Choledocholithiasis and Obstructive Jaundice
Choledocholithiasis and Obstructive Jaundice
Choledocholithiasis — stone in the common bile duct — may be:
• Secondary: stone migrates from the gallbladder (most common)
• Primary: brown pigment stone forms de novo in the duct (biliary stasis + infection)
Consequences
1. Partial obstruction → incomplete obstructive jaundice (fluctuating bilirubin)

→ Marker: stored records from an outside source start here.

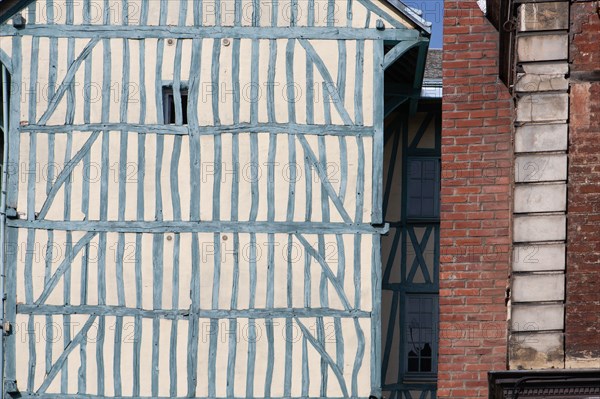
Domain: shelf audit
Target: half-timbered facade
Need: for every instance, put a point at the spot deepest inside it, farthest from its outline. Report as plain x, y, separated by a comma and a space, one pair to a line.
193, 195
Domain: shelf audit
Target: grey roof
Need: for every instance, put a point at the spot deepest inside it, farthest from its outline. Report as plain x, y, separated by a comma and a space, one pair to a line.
412, 14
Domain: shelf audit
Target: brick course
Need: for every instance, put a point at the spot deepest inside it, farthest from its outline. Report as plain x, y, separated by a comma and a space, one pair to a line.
475, 205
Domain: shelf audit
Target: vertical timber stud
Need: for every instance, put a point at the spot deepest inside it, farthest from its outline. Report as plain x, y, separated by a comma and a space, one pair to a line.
378, 111
377, 215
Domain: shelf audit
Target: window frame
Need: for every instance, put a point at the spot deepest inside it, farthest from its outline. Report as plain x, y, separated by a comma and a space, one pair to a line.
168, 102
420, 376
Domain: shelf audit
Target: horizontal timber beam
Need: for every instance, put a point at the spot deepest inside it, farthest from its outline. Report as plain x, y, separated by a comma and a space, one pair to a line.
280, 128
178, 314
200, 227
25, 395
215, 32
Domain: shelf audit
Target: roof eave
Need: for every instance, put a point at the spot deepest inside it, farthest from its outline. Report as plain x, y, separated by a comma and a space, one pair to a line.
8, 8
412, 15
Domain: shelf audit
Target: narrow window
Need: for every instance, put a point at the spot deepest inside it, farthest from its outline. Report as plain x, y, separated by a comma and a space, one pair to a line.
423, 188
170, 106
420, 341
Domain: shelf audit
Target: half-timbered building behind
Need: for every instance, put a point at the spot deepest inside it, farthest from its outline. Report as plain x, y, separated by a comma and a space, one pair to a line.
193, 196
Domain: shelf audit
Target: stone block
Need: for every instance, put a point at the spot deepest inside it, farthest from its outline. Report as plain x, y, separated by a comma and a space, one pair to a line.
538, 287
540, 168
539, 228
533, 350
528, 82
537, 317
544, 16
549, 47
539, 138
540, 198
543, 107
538, 257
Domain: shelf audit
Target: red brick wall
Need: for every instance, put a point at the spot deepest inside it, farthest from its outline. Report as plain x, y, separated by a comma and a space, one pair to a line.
583, 240
476, 205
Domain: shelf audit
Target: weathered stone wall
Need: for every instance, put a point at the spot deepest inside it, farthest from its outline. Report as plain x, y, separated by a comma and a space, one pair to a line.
540, 191
583, 245
475, 205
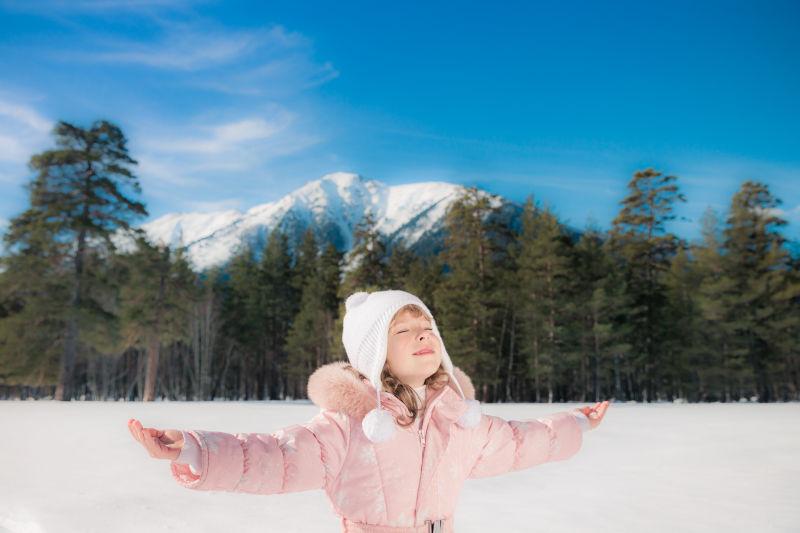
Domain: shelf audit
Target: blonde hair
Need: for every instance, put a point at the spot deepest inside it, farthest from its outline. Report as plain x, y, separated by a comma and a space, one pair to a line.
405, 393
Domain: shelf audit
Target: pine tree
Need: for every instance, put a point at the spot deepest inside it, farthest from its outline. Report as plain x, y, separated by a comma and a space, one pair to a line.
464, 299
241, 315
79, 195
718, 368
313, 331
278, 304
762, 291
600, 298
644, 250
157, 295
367, 260
543, 281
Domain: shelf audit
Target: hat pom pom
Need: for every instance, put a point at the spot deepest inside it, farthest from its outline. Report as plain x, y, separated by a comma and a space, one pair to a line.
472, 416
378, 425
355, 299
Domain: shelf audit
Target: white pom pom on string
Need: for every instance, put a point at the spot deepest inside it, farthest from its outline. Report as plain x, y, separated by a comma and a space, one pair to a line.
378, 425
472, 416
355, 299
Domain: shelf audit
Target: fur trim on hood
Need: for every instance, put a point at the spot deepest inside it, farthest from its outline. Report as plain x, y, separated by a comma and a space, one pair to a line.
332, 387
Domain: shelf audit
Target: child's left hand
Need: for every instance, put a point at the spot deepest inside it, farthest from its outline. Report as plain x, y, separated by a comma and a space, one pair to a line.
595, 413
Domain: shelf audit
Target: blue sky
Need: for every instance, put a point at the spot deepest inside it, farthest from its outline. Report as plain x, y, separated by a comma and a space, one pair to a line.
228, 105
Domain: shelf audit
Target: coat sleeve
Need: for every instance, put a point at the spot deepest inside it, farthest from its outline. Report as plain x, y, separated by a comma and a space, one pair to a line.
507, 445
296, 458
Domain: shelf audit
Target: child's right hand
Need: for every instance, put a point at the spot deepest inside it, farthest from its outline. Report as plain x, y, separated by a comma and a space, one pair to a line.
160, 444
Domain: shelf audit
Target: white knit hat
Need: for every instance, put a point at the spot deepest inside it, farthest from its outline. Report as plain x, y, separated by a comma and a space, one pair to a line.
365, 336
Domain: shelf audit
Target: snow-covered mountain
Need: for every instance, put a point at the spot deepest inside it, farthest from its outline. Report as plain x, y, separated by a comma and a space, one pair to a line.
333, 205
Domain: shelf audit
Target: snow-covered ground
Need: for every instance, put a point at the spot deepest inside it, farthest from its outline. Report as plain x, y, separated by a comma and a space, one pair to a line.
73, 467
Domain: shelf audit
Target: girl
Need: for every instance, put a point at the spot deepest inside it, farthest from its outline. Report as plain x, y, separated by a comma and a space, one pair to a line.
398, 432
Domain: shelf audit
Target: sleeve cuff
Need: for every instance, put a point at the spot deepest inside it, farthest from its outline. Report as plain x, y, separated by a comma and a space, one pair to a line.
190, 454
583, 421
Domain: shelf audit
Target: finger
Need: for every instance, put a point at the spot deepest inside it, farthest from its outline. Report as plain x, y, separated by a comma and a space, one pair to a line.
137, 426
150, 445
132, 432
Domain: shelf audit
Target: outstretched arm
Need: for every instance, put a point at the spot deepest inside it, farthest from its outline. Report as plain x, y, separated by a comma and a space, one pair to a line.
295, 458
503, 446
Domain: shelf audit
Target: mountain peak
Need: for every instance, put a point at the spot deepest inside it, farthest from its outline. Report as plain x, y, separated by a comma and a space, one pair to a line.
332, 205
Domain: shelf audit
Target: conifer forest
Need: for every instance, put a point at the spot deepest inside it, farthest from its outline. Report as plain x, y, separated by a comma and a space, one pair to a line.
531, 310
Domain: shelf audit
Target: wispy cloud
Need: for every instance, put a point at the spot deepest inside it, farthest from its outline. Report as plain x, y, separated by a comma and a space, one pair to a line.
192, 47
49, 7
267, 60
22, 130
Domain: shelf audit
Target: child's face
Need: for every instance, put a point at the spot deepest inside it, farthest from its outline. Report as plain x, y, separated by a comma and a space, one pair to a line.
413, 351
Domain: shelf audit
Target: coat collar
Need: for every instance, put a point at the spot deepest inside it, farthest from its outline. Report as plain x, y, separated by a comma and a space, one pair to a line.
333, 387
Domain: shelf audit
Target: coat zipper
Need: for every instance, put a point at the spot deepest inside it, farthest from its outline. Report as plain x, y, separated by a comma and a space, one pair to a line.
421, 434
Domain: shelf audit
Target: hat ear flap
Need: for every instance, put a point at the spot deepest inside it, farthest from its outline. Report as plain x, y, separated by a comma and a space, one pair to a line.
378, 425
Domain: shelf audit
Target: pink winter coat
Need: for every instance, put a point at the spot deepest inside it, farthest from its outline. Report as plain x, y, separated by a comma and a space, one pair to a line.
396, 486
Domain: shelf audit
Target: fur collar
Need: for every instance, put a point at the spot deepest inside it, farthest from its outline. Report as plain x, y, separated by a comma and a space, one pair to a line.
332, 387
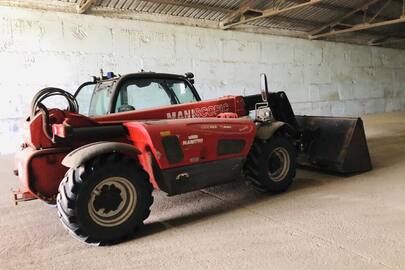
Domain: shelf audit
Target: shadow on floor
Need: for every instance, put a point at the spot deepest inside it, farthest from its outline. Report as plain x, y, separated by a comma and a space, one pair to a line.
221, 200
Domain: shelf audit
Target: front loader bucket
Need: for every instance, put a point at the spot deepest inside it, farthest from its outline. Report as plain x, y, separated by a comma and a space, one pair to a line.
335, 144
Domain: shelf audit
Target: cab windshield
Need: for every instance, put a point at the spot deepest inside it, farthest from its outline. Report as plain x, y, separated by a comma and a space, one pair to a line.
134, 94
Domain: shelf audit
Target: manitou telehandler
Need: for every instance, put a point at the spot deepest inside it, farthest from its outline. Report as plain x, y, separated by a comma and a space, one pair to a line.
123, 136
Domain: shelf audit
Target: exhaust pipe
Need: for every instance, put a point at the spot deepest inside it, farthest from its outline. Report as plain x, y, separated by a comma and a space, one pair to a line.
335, 144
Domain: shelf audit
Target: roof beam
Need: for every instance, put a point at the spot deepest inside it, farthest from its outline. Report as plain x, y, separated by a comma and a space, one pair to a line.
190, 5
360, 27
342, 18
268, 13
238, 12
84, 5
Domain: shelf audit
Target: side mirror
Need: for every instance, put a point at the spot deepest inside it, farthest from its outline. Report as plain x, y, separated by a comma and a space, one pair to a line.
264, 89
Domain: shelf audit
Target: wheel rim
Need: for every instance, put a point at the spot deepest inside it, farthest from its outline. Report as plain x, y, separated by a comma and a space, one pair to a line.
278, 164
112, 201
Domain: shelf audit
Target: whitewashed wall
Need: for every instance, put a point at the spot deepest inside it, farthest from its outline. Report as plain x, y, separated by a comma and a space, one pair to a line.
39, 49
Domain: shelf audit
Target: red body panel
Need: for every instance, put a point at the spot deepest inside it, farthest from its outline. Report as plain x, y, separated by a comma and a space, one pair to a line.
40, 168
198, 139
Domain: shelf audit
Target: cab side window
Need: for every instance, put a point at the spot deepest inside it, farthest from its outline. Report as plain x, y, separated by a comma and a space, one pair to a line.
142, 94
83, 97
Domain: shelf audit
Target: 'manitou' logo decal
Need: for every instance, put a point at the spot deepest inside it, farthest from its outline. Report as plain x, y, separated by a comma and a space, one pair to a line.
208, 111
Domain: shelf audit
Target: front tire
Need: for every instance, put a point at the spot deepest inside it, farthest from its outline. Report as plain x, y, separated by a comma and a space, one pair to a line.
105, 200
271, 164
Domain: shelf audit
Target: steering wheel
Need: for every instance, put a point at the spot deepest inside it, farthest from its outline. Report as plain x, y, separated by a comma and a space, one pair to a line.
38, 106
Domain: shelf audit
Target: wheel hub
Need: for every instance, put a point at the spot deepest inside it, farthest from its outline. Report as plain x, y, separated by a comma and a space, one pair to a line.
109, 199
278, 164
112, 201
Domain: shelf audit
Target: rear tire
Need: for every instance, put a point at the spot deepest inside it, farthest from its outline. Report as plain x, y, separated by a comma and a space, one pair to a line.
271, 164
105, 200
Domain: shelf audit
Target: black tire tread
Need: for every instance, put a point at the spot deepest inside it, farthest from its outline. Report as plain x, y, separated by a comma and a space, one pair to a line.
70, 186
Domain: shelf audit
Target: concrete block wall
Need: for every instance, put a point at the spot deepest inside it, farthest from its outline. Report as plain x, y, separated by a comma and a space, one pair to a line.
39, 49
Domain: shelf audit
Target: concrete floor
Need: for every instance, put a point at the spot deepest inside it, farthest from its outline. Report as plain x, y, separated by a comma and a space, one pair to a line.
323, 222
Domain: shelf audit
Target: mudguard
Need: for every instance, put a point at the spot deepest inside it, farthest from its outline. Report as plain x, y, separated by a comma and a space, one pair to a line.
90, 151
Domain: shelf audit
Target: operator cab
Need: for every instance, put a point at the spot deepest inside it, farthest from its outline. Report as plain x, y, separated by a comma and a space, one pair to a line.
138, 91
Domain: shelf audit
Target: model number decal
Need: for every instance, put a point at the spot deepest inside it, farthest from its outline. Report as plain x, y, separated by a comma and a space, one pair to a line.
193, 139
209, 111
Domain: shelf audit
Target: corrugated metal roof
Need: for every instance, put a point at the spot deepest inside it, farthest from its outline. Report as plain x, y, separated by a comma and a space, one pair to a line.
297, 22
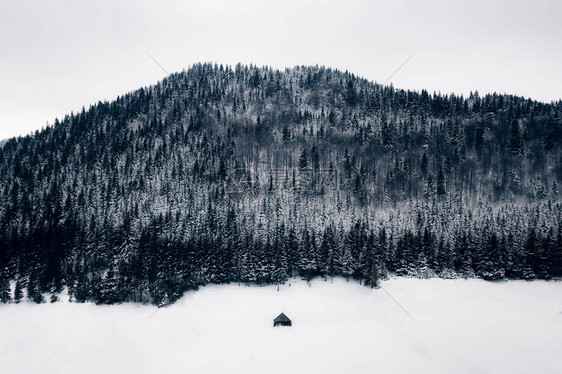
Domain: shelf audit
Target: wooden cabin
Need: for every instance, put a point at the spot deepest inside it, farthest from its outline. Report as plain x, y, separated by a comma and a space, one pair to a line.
282, 320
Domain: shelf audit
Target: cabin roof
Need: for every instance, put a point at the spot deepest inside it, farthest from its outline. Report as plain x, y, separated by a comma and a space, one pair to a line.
282, 318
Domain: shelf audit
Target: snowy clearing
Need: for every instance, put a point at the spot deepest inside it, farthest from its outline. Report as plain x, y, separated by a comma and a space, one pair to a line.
461, 326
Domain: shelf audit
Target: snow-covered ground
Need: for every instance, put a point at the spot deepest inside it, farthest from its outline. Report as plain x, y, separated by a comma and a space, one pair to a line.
460, 326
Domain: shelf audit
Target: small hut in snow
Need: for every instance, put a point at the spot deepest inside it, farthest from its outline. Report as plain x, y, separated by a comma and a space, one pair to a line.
282, 320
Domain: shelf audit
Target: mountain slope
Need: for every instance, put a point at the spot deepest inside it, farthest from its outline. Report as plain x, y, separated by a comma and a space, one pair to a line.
222, 174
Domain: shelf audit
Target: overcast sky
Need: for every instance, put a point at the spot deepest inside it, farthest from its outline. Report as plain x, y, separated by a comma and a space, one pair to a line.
59, 55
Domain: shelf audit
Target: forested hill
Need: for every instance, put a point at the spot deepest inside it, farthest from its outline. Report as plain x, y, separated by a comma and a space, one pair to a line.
221, 174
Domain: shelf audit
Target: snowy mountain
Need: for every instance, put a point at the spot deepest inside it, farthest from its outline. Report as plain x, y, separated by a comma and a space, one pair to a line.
221, 174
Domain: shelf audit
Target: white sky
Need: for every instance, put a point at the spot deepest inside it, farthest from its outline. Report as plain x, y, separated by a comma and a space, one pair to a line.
59, 55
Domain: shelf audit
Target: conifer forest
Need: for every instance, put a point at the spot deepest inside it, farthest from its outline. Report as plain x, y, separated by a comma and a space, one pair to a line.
222, 174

2. Complete obstruction → progressive conjugated hyperbilirubinaemia, dark urine, pale stools (cross-reference SDL 1)
3. Biliary stasis → ascending cholangitis (Charcot's triad)
4. Stone at ampulla of Vater → acute pancreatitis
Investigation note: ERCP (endoscopic retrograde cholangiopancreatography) is both diagnostic and therapeutic — allows stone extraction and sphincterotomy.
Clinical integration: In a patient with cholelithiasis developing new-onset jaundice, the differential includes choledocholithiasis, cholangitis, Mirizzi syndrome (large stone in Hartmann's pouch compressing the common hepatic duct externally), and gallbladder carcinoma invading the bile duct.